The University of California’s four-year study followed 32 families around their house. The spaces mainly used were the entrance, dining room, kitchen, bedroom, family room and part of the bathroom. All of those extra living areas were simply not used.
If you build or buy 4 bedroom, 2 bathroom houses like the ‘run-of-the-mill’ investor, you are operating on the same level as everyone else, supplying a product that is so useless in the market.
As an example, in just one Australian State there are 3,700 people on a housing waiting list. 60% are couples and 20% singles. 80% of the waiting list require a studio or one bedroom style of accommodation but the makeup of the housing stock available (80% of the accommodation) is 3,4 and 5 bedroom housing!
However, if you design something that works well, is functional and has the ability to transform itself with the number of rooms it provides, you are now appealing to this largely unmet segment of the market.
By you, the investor, implementing an intelligent design, better-utilising space, and enabling multiple people (or family units) to share a dwelling, you can unlock very exciting possibilities for multiple types of residents. These properties are more accessible and affordable; they bring a sense of community and security.
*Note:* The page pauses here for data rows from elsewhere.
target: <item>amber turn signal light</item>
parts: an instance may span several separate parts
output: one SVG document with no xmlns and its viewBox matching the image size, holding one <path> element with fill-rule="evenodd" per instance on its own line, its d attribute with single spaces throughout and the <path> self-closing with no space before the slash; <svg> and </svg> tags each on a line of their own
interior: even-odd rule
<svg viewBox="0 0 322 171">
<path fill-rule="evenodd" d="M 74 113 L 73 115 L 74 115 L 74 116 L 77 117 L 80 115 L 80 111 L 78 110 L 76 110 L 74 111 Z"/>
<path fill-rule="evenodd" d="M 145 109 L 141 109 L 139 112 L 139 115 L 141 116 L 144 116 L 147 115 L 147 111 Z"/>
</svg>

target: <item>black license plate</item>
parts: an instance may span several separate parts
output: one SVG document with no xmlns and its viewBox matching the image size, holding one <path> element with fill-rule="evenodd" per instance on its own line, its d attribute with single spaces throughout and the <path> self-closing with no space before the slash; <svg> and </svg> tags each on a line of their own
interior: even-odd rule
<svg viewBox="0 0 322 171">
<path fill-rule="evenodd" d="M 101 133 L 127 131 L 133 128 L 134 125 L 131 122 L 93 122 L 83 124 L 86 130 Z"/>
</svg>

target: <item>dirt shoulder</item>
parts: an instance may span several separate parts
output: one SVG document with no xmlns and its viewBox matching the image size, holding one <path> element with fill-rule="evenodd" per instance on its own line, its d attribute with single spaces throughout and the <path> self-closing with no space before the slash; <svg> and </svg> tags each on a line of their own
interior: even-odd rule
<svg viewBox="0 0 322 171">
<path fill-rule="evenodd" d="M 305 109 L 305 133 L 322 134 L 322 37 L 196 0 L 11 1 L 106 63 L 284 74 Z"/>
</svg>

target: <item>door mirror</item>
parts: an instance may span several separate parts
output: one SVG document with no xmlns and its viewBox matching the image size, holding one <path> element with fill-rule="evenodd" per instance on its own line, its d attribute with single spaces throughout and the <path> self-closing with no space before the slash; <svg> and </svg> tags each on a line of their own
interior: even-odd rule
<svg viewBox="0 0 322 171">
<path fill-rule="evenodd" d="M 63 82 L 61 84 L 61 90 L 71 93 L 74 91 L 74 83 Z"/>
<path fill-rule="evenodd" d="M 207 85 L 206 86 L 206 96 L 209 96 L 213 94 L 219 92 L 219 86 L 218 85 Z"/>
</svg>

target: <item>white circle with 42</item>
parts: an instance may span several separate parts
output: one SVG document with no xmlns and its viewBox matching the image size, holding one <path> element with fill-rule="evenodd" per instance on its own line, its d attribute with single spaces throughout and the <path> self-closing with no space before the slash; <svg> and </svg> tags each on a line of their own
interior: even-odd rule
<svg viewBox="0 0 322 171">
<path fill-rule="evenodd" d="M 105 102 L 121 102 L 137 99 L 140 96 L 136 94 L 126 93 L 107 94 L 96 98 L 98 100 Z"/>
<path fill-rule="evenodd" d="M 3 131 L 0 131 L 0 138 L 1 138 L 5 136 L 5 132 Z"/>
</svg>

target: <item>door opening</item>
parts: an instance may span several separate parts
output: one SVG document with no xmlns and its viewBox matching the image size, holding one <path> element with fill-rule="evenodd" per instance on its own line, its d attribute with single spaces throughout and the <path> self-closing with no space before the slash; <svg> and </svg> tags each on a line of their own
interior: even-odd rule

Around the country, State and Local Governments are offering incentives for you to provide this style of accommodation. They know they need to provide funding to move forward and offer financial incentives for people to make money, as well as providing product for the market.
In reality, we are talking about smaller homes and micro-apartments that have access to grass and outdoor space. People don’t want to live in units. They want to have their own outside area and a balcony just doesn't cut it!
People want their own space and their own bathroom. By providing a bathroom to a room, you are able to increase the rent by an average of $20-$30 per room. 4 bedrooms and you can add another $120 to your income, making a positive impression on cash flow.
More income means you can go and create another property. Whether you are a ‘mum and dad investor’, a full-time seasoned investor, or somewhere in between, the opportunity is there for you to fill a hole in the market.
How to make it possible
The demand for this style of property is from people who don’t want, or can’t afford, to spend $795 a week to rent a whole house. They are much happier having their own smaller, self-contained area requiring no maintenance, for half the cost and often with their utilities included.
The broad range of demographics included in our market are professionally employed people, i.e construction workers, doctors and nurses, the middle age tenant, those that by 2026 include 1/3 of people over 70 living on $399 or less, and, for our biggest growing statistic of homelessness being 55+ year old women.
All the research and our own projects show the definite need for accommodation like boarding houses, rooming houses; buildings with areas of self-contained compartments that also share some communal spaces.
The outcomes show that the cash flow is great, the capital growth is fabulous and manufactured growth is amazing. The icing on the cake is the win-win solutions for the investor (positive cashflow whilst supporting those in need), the tenant (having appropriate and affordable accommodation), and the Government (reduced pressure to provide the solution alone).